Sir Ed Davey, the former secretary of state for energy and climate change during the final years of the David Cameron-led coalition government, is unimpressed with Michael Gove’s sudden interest in climate change: “Putting Michael Gove in charge of the Department of the Environment is much like putting a wolf in charge of the chicken coop. To say that the Gove pulse is unlikely to race too much faster over environmental concerns would, from my experience of working with him, be an understatement. He probably regards global warming as an excuse to reduce winter fuel payments. Gove’s appointment is a threat to the British fight against climate change. Uniquely for a cabinet minister, Gove turned the word “expert” into a snarling insult. Truly, Donald Trump would have been proud…When I was energy and climate change secretary I sat around a cabinet table with Gove, and he couldn’t help playing to the Tory climate-sceptic audience. As education secretary, he tried to ban climate change from the geography curriculum. After an angry exchange of letters with me, he eventually backed down. On another occasion, he stopped Amber Rudd – my then junior minister – from attending a critical climate change conference under the pretence of needing her for a vote in parliament. The Lima conference Rudd missed laid the groundwork for the Paris agreement, and I attended as secretary of state. However, given the significance of these annual UN talks, the minister for climate change had always attended in the past. For Gove, as chief whip, to hold her back prevented the UK reaching out to many more nations, and shocked everyone involved with the UK delegation. The move was as petty as it was cynical.”
The African coastal cities of Cape Town, Maputo, Lagos and Port Said can expect a decrease in wet days but a rise in dry spells in the future, according to new modelling research. Extreme rainfall presents a more complicated picture, with an increase projected over Lagos but decrease over the other three cities. The authors say the results may help these cities manage their vulnerability to extreme weather as the climate warms further.

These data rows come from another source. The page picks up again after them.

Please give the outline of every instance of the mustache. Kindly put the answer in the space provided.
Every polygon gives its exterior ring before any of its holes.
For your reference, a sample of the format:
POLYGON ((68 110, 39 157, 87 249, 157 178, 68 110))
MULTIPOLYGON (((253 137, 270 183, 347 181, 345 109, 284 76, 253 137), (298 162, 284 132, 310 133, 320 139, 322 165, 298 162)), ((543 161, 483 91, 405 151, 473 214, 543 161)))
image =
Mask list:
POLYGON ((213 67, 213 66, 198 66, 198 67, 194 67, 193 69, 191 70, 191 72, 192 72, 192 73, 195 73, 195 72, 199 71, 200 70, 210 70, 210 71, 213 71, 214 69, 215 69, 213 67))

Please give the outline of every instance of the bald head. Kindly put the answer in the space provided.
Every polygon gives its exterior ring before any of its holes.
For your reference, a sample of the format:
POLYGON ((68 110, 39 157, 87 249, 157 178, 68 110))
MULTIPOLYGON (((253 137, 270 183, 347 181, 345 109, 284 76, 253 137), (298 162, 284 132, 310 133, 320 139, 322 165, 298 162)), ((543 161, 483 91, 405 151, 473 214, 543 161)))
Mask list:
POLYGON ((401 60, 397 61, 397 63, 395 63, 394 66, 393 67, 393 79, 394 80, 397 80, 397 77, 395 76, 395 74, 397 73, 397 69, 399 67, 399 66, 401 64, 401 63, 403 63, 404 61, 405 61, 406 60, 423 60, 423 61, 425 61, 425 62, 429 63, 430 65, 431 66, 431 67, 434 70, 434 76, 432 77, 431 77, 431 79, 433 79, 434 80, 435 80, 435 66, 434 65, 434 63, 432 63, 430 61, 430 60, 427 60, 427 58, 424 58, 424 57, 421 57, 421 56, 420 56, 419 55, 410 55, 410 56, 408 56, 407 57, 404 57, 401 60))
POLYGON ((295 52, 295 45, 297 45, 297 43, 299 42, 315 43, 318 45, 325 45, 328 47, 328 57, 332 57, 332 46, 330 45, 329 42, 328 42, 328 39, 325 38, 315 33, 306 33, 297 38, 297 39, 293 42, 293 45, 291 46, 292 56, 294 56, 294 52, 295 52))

In a new country-to-country analysis of climate change adaptation in the Sahel region of Africa, the authors find Kenya has the highest number of reported actions – with 75 actions or 18% of the total. Regionally, West Africa has more adaptation actions but adaptive capacity is generally low across the whole area. The most commonly found adaptation actions are income diversification and water harnessing, the study finds.
A new paper explores the thorny issue of ‘loss and damage’ in the United Nations Framework Convention on Climate Change (UNFCCC) – and how it could be updated to better value places, nuanced lives and experiences. There is an emerging literature that better values what matters to people and what they may consider to constitute loss, which offers an opening to develop the concept of loss and damage more sensitively in international negotiations, the paper suggests. Carbon Brief has a detailed explainer on the history and growing recognition of loss and damage.